Mais je sais me montrer magnanime et pardonner les offenses.

— Pourquoi avoir volé cette statue ? reprends-je.

— Moui, pourquoi ? demande l’Intense.

— Pas pour la monnayer auprès de Silvertown, ce qui eût été trop risqué mais… pour la posséder, tout bêtement. Le vieux comte voulait probablement en user, lui aussi, pour tenter de transformer sa vie, du moins le supposé-je. Il y a chez ces vieux Ritals un fond de superstition qui nous échappe à nous, cousins latins. Pour opérer le vol en toute sécurité, il a eu une idée diabolique.

Je me tais pour reprendre haleine.

— Si c’ s’rait un vêtement[20] d’ ta bonté d’ m’y dire ? implore Sa Majesté.

— Comprenant qu’en dérobant la statuette les soupçons se porteraient sur les habitants de la demeure, il a décidé d’inventer un voleur venu de l’extérieur.

— Qui ? demande M. Blanc.

— Lui-même. Pendant son jour de congé il s’est déguisé… en grand blessé, donc, visage sous bandelettes ! Comédien naturel, il a interprété avec délectation le rôle d’un visiteur en s’arrangeant de telle sorte pour que, par la suite, Silvertown envisage que le vol avait été perpétré par « son blessé cupide », c’est-à-dire Tonton. Du grand dard[21] ! Déjà échaudé par le chantage au petit carnet rouge, Ron devait se croire la proie désignée d’une drôle d’équipe d’arnaqueurs.

— En effet, il a fait venir des espécialiss et a organisé une opération chez ton onc’ ! continue le Mastar d’une voix nonchalante de Sherlock produisant sa démonstration à ce vieux con de Watson. En hélico, hmm ?

— Seulement le coucou s’est pris les pattoches dans une ligne électrique à deux pas de la ferme. Les occupants ont été tués.

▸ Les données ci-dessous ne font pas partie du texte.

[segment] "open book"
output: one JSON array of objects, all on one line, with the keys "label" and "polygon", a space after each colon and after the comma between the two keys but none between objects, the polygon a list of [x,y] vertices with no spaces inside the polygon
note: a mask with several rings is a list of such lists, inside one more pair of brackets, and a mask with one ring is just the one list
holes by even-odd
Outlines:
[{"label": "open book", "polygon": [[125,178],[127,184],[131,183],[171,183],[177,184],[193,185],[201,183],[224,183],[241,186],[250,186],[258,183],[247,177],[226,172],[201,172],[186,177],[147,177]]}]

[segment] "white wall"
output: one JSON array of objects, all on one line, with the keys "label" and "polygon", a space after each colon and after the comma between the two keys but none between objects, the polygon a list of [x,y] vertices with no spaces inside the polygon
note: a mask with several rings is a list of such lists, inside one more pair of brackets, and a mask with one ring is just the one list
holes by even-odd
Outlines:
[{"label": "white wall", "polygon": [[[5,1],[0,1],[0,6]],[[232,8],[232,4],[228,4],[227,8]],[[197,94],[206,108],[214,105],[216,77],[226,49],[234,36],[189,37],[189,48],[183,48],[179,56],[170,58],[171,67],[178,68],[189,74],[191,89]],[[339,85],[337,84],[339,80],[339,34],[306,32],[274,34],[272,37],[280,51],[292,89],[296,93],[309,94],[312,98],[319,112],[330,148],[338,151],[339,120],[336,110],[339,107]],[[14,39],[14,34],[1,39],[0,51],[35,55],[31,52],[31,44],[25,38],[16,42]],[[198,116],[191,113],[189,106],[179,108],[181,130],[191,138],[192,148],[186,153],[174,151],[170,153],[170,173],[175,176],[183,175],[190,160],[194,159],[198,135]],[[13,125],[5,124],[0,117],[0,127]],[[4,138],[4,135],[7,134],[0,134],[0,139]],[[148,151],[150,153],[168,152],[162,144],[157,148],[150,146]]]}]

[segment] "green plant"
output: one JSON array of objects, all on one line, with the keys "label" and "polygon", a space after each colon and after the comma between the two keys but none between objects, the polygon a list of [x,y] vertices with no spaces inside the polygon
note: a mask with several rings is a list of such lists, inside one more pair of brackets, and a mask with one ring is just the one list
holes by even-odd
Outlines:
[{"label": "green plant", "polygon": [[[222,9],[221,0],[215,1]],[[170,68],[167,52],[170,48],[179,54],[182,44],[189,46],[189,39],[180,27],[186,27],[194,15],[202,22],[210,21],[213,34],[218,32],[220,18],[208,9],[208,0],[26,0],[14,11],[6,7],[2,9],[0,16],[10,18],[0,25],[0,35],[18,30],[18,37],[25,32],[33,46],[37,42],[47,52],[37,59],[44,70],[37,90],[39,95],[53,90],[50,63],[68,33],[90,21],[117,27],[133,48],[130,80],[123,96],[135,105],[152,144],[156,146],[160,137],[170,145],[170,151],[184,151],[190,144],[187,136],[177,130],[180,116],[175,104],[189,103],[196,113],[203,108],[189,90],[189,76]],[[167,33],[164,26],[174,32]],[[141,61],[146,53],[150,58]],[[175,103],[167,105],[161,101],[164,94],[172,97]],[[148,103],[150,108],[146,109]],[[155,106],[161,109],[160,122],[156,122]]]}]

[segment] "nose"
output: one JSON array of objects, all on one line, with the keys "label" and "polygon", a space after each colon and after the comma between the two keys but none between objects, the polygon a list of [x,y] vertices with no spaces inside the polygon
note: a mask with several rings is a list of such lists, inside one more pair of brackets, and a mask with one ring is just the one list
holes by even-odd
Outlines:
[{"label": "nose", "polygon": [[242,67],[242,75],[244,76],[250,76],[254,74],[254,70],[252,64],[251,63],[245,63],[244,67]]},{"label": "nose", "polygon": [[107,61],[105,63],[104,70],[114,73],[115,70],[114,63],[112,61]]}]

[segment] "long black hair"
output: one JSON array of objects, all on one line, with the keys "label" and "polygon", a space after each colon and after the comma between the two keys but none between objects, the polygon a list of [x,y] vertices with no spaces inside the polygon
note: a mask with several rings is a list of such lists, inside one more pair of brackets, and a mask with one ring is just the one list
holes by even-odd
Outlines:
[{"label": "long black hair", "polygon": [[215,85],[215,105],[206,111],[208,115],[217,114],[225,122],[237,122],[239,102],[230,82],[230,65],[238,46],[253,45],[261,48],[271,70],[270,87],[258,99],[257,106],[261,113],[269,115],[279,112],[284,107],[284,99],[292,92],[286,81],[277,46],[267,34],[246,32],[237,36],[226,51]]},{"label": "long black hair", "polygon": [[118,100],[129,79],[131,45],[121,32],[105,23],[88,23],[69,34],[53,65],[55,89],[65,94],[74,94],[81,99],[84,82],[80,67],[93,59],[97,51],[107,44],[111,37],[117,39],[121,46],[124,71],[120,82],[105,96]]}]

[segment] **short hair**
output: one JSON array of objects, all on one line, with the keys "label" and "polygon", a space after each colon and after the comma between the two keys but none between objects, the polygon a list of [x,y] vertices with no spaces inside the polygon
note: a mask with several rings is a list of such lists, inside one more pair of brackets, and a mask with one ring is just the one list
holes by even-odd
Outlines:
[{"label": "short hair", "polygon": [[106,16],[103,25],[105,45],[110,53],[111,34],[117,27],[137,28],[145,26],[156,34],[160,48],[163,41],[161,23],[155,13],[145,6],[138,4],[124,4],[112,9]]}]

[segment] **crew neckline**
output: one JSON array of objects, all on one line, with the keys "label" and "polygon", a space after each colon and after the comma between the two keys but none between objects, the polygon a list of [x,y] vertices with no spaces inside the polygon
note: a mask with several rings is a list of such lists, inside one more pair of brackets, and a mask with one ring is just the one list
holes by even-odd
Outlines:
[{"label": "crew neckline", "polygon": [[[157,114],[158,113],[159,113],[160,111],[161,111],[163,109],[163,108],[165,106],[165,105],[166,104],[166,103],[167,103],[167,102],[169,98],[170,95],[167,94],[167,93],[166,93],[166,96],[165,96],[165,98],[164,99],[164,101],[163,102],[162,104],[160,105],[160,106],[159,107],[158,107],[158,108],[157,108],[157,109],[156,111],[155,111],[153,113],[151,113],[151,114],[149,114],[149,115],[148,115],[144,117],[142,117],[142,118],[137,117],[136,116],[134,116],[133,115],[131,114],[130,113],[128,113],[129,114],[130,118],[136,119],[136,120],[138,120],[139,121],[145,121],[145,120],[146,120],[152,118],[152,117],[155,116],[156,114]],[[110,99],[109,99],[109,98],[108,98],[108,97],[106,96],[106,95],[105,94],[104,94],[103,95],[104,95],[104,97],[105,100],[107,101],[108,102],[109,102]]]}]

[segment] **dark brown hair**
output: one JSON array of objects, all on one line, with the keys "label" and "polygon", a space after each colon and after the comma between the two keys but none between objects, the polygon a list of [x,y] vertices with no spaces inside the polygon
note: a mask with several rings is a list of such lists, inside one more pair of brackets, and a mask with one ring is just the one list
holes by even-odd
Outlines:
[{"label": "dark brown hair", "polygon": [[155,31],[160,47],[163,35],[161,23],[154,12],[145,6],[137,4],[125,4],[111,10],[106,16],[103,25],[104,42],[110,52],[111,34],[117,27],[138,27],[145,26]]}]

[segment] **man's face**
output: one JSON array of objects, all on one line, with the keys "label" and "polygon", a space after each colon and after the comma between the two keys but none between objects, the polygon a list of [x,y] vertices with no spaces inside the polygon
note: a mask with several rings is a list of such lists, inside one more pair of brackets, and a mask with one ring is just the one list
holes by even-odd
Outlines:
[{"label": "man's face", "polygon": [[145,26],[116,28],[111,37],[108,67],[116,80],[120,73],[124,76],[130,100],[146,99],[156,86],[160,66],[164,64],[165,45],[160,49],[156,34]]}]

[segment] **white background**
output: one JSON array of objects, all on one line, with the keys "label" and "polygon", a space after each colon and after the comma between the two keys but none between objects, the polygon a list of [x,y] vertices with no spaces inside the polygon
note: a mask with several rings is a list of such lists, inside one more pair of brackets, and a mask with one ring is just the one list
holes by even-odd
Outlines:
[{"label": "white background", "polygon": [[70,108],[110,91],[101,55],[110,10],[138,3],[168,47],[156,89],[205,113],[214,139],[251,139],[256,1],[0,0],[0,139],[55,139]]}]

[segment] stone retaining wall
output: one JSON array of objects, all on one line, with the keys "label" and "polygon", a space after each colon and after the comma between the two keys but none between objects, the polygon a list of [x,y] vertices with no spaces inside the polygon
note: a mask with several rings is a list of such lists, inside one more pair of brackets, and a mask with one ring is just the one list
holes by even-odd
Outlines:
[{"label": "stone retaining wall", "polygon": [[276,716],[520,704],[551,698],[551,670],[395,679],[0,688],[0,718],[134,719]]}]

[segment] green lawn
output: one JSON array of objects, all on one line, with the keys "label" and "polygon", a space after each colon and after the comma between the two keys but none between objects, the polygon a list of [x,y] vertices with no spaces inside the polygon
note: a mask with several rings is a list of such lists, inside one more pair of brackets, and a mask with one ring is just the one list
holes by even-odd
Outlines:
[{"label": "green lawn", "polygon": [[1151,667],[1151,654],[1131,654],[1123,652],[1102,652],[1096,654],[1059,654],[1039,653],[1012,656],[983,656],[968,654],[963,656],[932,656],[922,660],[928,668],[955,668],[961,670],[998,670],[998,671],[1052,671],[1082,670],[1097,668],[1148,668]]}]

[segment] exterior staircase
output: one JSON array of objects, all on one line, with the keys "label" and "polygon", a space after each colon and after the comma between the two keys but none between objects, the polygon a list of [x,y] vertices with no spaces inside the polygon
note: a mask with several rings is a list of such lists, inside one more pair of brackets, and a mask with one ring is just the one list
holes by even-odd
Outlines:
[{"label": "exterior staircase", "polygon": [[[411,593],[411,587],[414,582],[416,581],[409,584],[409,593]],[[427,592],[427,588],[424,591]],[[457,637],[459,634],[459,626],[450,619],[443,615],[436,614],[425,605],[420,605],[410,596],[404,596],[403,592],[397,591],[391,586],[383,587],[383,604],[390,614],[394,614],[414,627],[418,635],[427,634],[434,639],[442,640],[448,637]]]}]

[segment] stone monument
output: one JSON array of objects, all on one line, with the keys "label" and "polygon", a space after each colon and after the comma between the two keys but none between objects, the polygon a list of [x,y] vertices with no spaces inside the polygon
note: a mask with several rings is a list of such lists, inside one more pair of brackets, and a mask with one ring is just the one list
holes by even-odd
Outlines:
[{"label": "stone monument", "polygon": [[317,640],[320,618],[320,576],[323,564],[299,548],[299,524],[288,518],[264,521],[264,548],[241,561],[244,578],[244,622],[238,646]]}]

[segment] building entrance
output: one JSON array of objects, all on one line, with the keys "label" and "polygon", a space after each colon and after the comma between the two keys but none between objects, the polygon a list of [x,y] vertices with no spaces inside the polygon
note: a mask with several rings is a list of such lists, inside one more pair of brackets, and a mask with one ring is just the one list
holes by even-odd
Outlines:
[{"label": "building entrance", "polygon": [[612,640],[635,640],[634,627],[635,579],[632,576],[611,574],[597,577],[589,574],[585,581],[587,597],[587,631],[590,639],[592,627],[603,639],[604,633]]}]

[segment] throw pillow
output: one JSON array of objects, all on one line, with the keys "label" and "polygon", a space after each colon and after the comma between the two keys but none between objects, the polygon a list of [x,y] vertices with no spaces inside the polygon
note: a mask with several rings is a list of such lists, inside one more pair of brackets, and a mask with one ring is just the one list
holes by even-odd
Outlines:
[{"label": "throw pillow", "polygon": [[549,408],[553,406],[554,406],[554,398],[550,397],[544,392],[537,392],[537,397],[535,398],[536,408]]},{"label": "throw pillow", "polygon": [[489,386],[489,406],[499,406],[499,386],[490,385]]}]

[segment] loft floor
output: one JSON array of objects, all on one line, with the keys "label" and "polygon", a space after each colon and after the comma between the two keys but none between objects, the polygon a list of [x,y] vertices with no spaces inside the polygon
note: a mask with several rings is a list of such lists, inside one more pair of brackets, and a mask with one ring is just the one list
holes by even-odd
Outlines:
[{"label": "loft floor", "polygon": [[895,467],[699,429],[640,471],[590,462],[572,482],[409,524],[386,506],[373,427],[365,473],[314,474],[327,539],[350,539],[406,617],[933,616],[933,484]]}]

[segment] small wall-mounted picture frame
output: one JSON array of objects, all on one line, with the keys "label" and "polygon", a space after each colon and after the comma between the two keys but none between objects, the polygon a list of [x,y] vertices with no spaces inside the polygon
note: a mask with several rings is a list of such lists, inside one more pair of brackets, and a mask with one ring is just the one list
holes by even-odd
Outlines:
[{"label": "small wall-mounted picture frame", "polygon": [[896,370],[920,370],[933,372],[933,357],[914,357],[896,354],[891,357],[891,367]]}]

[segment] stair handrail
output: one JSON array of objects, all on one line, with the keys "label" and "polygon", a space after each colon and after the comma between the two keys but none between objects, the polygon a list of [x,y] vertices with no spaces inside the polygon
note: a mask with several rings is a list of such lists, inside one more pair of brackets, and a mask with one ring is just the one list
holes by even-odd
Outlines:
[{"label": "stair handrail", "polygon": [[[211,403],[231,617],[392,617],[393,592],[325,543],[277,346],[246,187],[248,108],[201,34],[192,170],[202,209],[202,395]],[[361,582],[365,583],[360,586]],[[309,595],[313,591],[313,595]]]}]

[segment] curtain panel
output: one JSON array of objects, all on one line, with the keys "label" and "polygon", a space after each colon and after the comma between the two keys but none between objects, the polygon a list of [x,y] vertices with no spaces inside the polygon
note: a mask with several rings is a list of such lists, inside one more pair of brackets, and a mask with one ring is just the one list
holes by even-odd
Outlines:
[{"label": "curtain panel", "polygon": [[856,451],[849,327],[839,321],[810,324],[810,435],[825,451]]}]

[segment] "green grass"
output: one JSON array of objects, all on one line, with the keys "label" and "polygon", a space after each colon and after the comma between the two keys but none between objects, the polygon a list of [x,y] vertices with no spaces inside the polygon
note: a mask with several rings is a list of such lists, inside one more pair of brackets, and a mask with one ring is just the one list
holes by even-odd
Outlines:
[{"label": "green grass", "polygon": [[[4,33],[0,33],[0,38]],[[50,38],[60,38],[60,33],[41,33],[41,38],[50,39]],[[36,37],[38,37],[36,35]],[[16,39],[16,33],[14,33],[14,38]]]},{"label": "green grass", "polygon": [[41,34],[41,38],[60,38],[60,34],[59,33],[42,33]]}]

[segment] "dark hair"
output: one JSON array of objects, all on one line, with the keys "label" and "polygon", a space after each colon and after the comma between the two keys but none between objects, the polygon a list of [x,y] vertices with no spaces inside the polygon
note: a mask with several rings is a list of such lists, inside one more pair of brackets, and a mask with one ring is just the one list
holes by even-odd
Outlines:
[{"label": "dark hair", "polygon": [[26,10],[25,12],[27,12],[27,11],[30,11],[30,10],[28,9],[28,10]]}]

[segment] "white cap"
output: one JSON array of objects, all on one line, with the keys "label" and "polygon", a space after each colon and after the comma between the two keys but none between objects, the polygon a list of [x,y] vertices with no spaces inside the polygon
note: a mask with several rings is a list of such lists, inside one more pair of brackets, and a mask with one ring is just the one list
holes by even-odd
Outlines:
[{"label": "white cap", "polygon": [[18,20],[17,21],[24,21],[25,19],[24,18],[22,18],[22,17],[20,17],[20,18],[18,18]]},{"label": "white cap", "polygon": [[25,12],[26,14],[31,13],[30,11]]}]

Et alors, cet accident a infléchi la conduite de Silvertown. Il y a vu une manifestation de cette statuette : elle neutralisait qui partait à sa reconquête, vous suivez la démarche mentale ?

— Un peu fêlé ! gouaille le Gravos.

— Ta gueule, homme au cerveau désert ! clame Jérémie.

Deux blessés qui s’engueulent dans une ambulance, c’est pas commun. Ça vous a un petit côté café-théâtre. Aussi, vite reprends-je le crachoir :

— Cet accident d’hélico a paniqué Tonton, savez-vous pourquoi ? Parce que, près des décombres de l’appareil il a trouvé des armes et un plan sur lequel figuraient son nom et la situation de sa ferme. Dès lors, il a compris qu’on en voulait à sa vie. D’autant que par la suite Silvertown a bien dû faire contacter mon oncle d’une manière ou d’une autre pour récupérer son bien. Il n’est pas homme à s’être avoué vaincu. On ne saura jamais très bien ce qu’il en a été de cette période, on en est réduit aux hypothèses. La peur de Tonton, le renoncement de Ron sont deux mystères que nous ne pouvons qu’interpréter à travers les faits réels que nous connaissons. Quelque chose me dit qu’il a piqué des trucs sur les morts de l’hélico, Dugadin. Peut-être du fric, peut-être des bijoux, ce qui lui a donné mauvaise conscience. Toujours est-il que le temps a passé. Silvertown est devenu un très grand brigand, mais qui gardait au flanc, comme un coup de lance, la perte de la statuette magique de sa famille. Un peu comme une mère dont l’enfant a disparu et qui continue d’attendre et d’espérer.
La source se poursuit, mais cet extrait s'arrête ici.